Legend Internet slips to a ₦99.34 million loss for its half-year ended January 2026 amid aggressive network expansion.
Nigeria’s digital connectivity sector is facing an intensive cycle of capital investment, and local service providers are feeling the squeeze on their short-term bottom lines. Legend Internet Plc, a broadband and digital services provider listed on the Nigerian Exchange Limited (NGX), officially reported an unaudited loss after tax of ₦99.34 million for its six-month operating period ended January 31, 2026.
The financial downturn represents a sharp reversal from the robust ₦239.85 million profit position recorded during the corresponding half-year period of 2025. According to reporting by Technext, the earnings decline was heavily influenced by a combination of moderating subscription revenues, steep administrative costs, and aggressive upfront capital injections designed to expand the company’s fiber-optic infrastructure footprint.
Navigating the Weight of Infrastructure Aggression
While the headline loss raised eyebrows among retail investors on the NGX, market analysts indicate that the company’s underlying business fundamentals remain intact. The financial performance reflects a deliberate strategic pivot toward infrastructure dominance rather than an internal deterioration of core operational capabilities.
According to the official data released via Investor King, Legend Internet’s property, plant, and equipment assets rose to ₦3.25 billion, up from ₦3.20 billion recorded just six months prior. Over ₦50.49 million was deployed exclusively for expanding physical fiber optic cables across urban hubs.

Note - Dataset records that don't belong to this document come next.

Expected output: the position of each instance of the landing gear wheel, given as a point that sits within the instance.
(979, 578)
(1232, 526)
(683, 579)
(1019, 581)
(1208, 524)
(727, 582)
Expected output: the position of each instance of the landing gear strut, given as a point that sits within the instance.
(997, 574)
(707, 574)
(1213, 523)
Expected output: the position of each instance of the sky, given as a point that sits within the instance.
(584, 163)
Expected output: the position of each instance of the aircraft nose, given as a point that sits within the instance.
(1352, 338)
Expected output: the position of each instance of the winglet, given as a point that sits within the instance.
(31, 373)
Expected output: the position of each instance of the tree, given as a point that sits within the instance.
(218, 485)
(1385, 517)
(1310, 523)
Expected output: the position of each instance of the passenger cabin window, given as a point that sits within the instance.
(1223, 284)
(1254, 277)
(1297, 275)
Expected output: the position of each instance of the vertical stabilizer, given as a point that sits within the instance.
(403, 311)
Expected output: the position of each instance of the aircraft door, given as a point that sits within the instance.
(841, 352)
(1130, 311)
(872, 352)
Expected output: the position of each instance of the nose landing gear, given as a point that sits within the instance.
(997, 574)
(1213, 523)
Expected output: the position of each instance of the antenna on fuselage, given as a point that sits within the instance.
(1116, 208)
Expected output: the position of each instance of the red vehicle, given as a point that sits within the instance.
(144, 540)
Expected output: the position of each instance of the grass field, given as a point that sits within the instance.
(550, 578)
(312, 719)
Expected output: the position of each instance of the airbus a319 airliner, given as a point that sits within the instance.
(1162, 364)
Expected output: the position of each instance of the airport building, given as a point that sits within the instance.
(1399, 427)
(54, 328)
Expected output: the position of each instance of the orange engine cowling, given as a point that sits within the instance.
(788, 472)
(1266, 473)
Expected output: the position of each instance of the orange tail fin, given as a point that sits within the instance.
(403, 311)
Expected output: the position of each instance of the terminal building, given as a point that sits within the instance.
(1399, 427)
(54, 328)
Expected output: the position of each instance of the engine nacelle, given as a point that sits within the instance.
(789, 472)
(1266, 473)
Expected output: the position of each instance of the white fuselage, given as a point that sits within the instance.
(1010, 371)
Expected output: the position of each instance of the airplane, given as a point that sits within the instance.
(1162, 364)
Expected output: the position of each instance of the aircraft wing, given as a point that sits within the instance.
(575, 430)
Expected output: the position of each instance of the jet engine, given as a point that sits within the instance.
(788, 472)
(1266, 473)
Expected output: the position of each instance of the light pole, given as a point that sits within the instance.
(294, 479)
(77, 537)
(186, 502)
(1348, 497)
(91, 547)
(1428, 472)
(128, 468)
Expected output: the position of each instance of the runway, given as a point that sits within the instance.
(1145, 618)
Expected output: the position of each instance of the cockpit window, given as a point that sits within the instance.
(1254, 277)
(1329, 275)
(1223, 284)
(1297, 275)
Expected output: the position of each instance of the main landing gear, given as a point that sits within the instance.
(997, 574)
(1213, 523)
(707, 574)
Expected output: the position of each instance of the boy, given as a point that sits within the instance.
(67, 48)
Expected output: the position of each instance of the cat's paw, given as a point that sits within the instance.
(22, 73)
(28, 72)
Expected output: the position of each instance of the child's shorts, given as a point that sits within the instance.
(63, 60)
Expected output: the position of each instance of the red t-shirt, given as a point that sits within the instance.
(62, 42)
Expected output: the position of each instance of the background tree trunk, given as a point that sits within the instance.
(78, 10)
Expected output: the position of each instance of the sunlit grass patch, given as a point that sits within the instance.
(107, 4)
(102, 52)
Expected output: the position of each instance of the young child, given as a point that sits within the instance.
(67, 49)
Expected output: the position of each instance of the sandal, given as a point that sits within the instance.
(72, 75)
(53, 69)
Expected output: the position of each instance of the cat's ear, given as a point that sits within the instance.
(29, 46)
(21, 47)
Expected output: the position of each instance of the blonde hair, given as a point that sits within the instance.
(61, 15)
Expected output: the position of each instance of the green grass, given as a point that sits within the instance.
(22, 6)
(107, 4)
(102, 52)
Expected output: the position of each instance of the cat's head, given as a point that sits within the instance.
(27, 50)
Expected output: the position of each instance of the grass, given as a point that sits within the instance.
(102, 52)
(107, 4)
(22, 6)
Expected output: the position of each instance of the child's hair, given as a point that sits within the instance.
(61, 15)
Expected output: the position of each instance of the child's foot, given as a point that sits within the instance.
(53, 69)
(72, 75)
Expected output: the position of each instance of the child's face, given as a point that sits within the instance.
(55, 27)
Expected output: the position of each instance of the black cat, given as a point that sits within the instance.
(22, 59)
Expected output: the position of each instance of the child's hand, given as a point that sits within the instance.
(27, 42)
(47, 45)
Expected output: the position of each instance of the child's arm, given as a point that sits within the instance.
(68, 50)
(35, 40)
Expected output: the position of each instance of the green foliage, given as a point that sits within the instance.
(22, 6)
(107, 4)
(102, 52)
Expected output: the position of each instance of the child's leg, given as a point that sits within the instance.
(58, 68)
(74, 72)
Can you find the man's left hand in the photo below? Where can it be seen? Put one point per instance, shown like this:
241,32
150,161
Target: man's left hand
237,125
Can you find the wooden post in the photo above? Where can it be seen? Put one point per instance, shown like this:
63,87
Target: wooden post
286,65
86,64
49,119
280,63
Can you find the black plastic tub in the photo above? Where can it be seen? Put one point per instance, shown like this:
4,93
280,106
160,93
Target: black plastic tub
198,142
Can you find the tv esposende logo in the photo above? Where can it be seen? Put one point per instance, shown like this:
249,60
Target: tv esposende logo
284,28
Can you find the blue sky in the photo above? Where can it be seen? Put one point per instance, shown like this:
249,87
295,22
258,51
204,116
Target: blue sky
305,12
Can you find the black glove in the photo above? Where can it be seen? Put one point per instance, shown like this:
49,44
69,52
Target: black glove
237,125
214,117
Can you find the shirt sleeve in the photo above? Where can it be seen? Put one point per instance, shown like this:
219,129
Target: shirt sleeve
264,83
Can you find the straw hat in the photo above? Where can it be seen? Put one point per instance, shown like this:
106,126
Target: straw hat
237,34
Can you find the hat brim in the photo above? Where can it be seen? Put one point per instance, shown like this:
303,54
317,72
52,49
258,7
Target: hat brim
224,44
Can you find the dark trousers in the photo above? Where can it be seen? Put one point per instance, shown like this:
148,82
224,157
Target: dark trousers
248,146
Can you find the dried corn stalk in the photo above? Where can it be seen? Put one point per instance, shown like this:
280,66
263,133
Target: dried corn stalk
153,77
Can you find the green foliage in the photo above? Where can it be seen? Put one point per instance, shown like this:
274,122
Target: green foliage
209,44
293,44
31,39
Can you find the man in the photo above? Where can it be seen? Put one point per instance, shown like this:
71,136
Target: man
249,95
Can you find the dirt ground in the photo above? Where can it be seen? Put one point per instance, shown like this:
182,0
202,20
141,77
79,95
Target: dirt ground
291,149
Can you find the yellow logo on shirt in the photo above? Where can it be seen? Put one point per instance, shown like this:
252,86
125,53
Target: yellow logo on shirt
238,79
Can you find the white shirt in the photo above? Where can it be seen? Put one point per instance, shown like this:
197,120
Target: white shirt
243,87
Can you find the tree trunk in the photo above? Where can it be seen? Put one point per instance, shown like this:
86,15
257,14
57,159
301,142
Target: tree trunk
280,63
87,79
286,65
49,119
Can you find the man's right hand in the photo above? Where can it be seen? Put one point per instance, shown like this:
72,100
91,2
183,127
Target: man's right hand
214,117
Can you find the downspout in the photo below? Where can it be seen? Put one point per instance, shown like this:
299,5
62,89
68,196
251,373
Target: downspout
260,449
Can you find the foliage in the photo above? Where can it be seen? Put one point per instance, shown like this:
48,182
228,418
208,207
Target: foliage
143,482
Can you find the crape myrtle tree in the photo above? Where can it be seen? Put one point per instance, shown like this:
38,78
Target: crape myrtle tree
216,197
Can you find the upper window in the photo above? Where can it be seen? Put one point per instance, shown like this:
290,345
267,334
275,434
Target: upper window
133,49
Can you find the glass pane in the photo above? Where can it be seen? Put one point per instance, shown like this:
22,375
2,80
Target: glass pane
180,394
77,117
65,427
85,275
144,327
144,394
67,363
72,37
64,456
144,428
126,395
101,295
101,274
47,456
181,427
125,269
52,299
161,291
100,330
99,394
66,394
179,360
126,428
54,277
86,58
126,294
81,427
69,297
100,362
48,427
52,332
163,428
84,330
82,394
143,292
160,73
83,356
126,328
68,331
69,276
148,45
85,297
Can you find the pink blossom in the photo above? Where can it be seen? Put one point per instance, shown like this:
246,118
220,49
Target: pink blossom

However, this capital expenditure coincided with a sharp 174.4% increase in localized administrative expenses, which ballooned from ₦166.78 million to ₦457.62 million. Combined with rising macroeconomic inflation and higher interest rates on corporate debt, these operating overheads completely outpaced the company’s short-term revenue intake.
Diversified Revenues and a Strong Liquidity Rebound
Despite the temporary profitability slump, Legend Internet’s diversified revenue model continues to supply vital defensive coverage. Total revenue was supported by a mix of residential fiber subscriptions, hardware sales for customer premises equipment (CPE), and transactional volume from its fintech platform, Legend Pay. Furthermore, a new stream from wholesale bandwidth distribution successfully brought in ₦12.6 million during the review period.
Crucially, the company’s treasury management successfully addressed a major historical vulnerability: liquidity. According to a deep-dive performance assessment published by Businessday NG, Legend’s cash and cash equivalents experienced a massive rebound, climbing sharply to ₦165.5 million from a deeply constrained, negative position of ₦28.3 million in the prior cycle. This provides management with a substantial buffer to fund upcoming regional deployments without experiencing severe localized cash crunches.
Executive Vision and Future Outlook
Addressing shareholders regarding the financial results, Legend Internet CEO Aisha Abdulaziz reaffirmed that the short-term earnings setback was an inevitable consequence of building out a long-term competitive moat.
“We are intentionally building for the future,” Abdulaziz stated in an address amplified by Punch Newspapers. She emphasized that while short-term profit metrics are bearing the weight of aggressive network expansion, the resulting fiber infrastructure, carrying a book value exceeding ₦2.44 billion, positions the enterprise perfectly to benefit from Nigeria’s rapidly accelerating national broadband penetration goals.
As the digital economy matures, tech observers remain optimistic that Legend’s expanded capacity will unlock more consistent, higher-margin revenue lines, converting today’s infrastructure costs into tomorrow’s shareholder dividends.